Katherine 04.28.05 at 10:58 pm

“Teddy Kennedy is the first Democrat I recall talking about AbuGhraib, seriously. Only Senators who have been pushing the investigation prior to this have been dissident Republicans, Sen. John Warner, John McCain and Chuck Hagel, with little if any support from their democratic collegues.”

This is flatly false. There have been many attempts at supboenas, all turned down on party line votes. On every subpoena vote, on the confirmation of Alberto Gonzales–zero Republicans have broken ranks. Ted Kennedy has been tireless, but Patrick Leahy and Dick Durbin have been every bit as dedicated and probably more effective. There are House and Senate bills right now banning extraordinary rendition–both have zero Republican cosponsors. Jay Rockefeller, the Senate intelligence committee ranking minority member has requested hearings on CIA interrogation practices. The chair of the intelligence committee won’t even permit a vote on whether to hold hearings. Rockefeller took the unusual step of making a floor speech on the subject, but of course he got nowhere. Dick Durbin has gotten a few amendments through the Senate–once there’s a floor vote it tends to be unanimous–but they are always stripped out in conference. On Abu Ghraib itself, all the committee chairs said they were postponing subpoenas to see if they couldn’t get an agreement on what documents to release–then when the administration flatly refused, they said the issue was dead.
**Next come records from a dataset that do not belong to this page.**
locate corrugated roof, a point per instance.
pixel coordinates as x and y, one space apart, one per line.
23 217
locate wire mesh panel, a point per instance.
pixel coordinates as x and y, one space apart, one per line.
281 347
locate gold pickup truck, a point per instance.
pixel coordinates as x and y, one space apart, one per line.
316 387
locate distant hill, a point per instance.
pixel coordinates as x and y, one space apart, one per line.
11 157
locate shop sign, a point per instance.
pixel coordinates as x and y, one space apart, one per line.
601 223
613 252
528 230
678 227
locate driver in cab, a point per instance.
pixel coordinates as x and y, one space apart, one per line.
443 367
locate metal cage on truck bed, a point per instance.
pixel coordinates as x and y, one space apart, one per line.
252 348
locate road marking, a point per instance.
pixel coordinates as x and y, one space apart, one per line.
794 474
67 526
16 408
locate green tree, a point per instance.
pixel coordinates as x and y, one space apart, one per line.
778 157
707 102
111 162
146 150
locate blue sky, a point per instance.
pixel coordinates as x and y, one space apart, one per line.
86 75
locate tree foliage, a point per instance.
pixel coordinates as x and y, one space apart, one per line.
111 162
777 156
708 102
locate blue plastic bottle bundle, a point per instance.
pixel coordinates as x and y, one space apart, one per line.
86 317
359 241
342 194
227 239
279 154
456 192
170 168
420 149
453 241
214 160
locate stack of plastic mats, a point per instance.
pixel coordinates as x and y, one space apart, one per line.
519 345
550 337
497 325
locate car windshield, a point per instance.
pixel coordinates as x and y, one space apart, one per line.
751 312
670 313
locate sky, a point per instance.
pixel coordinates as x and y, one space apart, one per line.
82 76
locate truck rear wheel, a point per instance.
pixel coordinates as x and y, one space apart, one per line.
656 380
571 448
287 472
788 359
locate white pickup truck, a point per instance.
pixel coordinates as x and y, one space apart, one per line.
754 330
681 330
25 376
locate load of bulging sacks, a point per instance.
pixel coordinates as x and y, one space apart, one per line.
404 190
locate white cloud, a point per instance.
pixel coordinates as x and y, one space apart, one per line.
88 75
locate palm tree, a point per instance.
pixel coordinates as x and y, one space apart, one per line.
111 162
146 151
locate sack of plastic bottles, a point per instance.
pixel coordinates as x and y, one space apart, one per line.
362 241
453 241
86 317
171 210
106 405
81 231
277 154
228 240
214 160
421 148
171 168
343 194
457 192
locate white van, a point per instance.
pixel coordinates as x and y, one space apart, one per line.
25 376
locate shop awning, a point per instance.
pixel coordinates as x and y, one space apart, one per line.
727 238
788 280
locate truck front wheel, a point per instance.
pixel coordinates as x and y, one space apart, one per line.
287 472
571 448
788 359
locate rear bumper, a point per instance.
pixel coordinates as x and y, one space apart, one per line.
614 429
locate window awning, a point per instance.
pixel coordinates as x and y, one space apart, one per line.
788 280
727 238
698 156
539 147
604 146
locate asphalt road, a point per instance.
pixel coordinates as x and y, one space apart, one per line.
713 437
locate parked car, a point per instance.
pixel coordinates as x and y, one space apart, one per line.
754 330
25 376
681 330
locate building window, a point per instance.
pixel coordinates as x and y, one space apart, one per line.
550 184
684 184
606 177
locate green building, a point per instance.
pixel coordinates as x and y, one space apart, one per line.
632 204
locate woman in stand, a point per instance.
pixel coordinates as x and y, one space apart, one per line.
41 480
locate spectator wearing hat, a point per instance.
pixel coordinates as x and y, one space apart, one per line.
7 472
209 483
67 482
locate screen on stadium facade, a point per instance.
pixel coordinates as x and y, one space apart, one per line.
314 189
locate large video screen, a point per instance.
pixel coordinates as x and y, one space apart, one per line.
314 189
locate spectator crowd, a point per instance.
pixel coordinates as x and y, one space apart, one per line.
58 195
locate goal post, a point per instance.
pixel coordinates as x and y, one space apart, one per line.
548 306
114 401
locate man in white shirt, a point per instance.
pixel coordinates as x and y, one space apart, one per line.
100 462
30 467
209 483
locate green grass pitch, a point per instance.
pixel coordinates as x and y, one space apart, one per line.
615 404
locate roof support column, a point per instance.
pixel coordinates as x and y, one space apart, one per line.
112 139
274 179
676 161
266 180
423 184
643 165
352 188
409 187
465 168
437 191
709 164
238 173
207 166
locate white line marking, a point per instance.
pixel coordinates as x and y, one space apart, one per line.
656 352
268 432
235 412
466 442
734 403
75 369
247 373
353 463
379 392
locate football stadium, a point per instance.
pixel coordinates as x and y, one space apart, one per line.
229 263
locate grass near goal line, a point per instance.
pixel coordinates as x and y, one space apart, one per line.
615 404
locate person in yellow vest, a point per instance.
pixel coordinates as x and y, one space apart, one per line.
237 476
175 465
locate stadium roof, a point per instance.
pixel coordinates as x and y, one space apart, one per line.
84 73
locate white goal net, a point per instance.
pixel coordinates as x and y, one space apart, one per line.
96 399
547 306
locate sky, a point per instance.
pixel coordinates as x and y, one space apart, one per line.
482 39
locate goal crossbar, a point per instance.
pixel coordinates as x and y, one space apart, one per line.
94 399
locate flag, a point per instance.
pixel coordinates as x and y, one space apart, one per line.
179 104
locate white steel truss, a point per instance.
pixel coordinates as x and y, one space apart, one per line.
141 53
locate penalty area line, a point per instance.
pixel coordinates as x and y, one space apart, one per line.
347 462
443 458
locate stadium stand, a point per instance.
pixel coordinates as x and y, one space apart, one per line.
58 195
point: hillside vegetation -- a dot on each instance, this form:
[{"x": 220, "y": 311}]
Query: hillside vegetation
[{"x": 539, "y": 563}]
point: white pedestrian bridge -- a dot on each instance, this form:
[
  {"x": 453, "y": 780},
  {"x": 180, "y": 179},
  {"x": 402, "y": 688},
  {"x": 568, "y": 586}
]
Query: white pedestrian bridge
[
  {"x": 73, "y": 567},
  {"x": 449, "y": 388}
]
They said they wanted to wait for the military’s internal investigations to conclude & the elections before scheduling hearings–and they now say, the military has proved it’s only a few bad apples; the scandal is over; why are you beating a dead horse?

The Democrats haven’t been as vocal as I like, ESPECIALLY Kerry & Edwards during the campaign, but some of them are working so hard on this, and they’re getting better and better. The Republicans–at best, like Graham or Hagel or McCain, they ask a few real questions about the hearings, but when it comes to a vote….they follow orders.


David All 05.02.05 at 5:33 pm

Thanks Katherine, I was not aware of the earlier actions that had been taken by Senator Kennedy and other Democrats. God Bless them, because what they are doing is definitly unpopular.